By Amy Zimmer
DNAinfo News Editor
DOWNTOWN BROOKLYN — New York City cab driver Zubiru Jalloh received his proclamation on Friday from the Brooklyn Borough president — and received several calls in the morning from Marty Markowitz's office to make sure he would be attending.
No one wanted a repeat of Tuesday's snafu, when the National Arts Club scheduled an award ceremony for Jalloh, but never invited him to the event at their landmark building in Gramercy Park. The award was a thank-you to Jalloh for returning a reported $100,000 worth of jewelry, art, photos and cash left in his taxi's backseat by John James, the twin brother of club president O. Aldon James.
"This morning they called me three times to make sure I'm going to be coming," laughed Jalloh, who has become become a hero from here to his native land of Sierra Leone. "I don't know what happened the other day.
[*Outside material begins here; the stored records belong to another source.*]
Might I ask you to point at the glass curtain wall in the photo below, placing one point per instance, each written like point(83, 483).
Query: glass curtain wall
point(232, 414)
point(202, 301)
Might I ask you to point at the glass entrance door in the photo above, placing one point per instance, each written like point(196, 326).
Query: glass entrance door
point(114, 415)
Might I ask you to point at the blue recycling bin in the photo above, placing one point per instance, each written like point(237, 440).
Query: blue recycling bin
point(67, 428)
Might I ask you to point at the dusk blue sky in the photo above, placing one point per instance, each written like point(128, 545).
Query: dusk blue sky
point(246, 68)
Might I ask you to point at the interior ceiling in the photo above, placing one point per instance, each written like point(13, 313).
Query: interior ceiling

No one ever told me to come."
The club, which organized Tuesday's event, forgot to extend the invitation to Jalloh, sources said.
Jalloh took the snub in stride and was beaming with pride after receiving his award on Friday. The Aldon brothers came from Gramercy Park to Brooklyn Borough Hall to attend the ceremony, along with Taxi and Limousine Commissioner David Yassky.
"Zubiru, you are an inspiration," Markowitz told him. "I speak not only on behalf of John James, but also all of Brooklyn. You do our borough, our city, our nation and yes, Sierra Leone proud!"
When Jalloh returned the bag to the club, John James gave the driver a $1,000 reward — which Jalloh initially rejected — and invited him to a club party that week — which Jalloh declined.
James extended another invitation to Jalloh to join him for dinner in the club's dining room.
"It was the second time he asked," said Jalloh, who wasn't sure whether he'll accept. "Let me see what my schedule is," he said
Jalloh, a father of three who lives in Crown Heights, is busy working to pay the mortgage on his $410,000 taxi medallion.
"I'm working 12 hours a day six days a week," he said, "barely I can survive."
But he remains hopeful. "I'm going to see if I can life myself from the bottom to the top," he said.